Either way, it is essential that you have your elbow inside. You don't want them to either be able to bring their arm inside for an underhook, or insert their knee in front of you. If they can manage the knee or the underhook, the pass isn't impossible, but it makes it a lot more difficult to finish.
When you've pinned their leg with your shin, you can switch your grip from their leg to their arm (or even better, just below their elbow) and pull up. To further establish control, you could try shoving your head next to theirs, like in the picture on the right. To finish, you'll slide through over their thigh. To secure your position, walk your hips back before you settle (there is a good Mendes brothers video on this), getting your hips underneath them to shove their legs out of the way. That's when you can then solidify your side control.

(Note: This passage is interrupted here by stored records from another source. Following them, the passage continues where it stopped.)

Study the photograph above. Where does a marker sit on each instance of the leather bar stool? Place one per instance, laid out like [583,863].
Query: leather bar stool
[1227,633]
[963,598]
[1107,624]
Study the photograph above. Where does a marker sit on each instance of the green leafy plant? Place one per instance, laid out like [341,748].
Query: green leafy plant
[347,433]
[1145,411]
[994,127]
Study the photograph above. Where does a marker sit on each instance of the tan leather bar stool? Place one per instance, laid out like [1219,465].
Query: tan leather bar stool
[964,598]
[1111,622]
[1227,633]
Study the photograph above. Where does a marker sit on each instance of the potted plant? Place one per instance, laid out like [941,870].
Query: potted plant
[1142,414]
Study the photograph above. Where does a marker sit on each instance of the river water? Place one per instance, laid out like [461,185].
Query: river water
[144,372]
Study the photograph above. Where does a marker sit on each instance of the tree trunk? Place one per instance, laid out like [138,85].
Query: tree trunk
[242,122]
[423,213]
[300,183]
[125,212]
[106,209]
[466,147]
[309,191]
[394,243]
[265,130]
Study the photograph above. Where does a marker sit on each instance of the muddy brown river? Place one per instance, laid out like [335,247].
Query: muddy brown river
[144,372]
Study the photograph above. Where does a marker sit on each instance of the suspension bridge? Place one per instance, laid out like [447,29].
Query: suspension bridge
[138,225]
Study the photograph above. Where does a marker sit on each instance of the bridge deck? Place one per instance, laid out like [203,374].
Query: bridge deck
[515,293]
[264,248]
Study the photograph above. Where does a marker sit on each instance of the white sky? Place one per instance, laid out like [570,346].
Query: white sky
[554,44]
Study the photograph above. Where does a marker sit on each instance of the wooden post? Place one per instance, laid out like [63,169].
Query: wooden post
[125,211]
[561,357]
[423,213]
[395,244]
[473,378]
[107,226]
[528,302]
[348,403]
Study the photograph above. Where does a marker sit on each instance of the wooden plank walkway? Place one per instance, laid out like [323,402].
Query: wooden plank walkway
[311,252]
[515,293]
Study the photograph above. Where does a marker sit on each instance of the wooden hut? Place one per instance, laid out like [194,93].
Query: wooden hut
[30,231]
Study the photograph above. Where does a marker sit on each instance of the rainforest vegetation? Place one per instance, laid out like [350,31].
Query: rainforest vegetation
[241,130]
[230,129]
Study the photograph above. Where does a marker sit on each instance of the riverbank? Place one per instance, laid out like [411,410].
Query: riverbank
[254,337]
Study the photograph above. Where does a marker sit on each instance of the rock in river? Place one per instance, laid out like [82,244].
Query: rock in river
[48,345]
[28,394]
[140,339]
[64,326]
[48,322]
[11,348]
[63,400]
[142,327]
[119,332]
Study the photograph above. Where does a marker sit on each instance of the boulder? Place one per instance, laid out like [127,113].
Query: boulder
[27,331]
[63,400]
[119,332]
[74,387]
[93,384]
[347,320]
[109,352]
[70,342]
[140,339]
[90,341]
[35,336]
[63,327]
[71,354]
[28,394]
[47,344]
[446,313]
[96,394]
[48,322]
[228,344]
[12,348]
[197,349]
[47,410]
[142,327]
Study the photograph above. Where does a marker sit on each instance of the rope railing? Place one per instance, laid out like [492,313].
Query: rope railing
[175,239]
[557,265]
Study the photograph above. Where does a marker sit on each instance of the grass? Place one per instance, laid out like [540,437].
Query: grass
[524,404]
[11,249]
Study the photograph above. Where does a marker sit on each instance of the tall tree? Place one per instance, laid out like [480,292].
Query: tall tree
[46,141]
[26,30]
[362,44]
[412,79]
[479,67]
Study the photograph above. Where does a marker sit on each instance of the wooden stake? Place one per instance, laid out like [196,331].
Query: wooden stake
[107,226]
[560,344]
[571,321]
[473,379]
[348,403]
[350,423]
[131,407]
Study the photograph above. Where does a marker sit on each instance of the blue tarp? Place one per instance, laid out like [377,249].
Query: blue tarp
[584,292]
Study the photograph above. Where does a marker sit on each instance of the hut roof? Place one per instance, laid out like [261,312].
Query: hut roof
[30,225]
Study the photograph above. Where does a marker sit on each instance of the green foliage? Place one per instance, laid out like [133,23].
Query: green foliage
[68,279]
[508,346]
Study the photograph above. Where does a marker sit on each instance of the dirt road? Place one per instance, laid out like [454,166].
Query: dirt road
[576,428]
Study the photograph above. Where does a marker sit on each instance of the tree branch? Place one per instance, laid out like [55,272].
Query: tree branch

Teaching Notes: I went with the push into their ankle for this pass, using the 'v' of your finger and thumb, rather than the knuckle-down grip. As ever, the stuff to emphasise is blocking their knee coming through and maintaining pressure. This should be handy for when I come to teach half guard next month, as I can cover knee shield passes then.
A people were having trouble going diagonally, I think because I mentioned about driving forward with the knee to get a grip. That meant some people were driving that knee all the way into the stomach or further, making it harder to cut across. Probably not something that would happen much outside of drilling, but worth keeping in mind: I don't want to over-emphasise driving the knee in, if it is affecting the knee cut finish (having said that, it's of course not a bad thing to get that knee deep, it just lends itself to a different pass).
There are still a few people who don't have a gi, meaning that grip is not going to be as useful for them. I saw Saulo doing a grip around the hip instead on BJJ Library, so that might be an option. I need to have a play with it myself, as I like that collar grip, but the hip grip looks interesting. Also a good way to give your fingers a rest, as techniques like the 'pin the legs' bullfighter pass variation can be hard on your grips.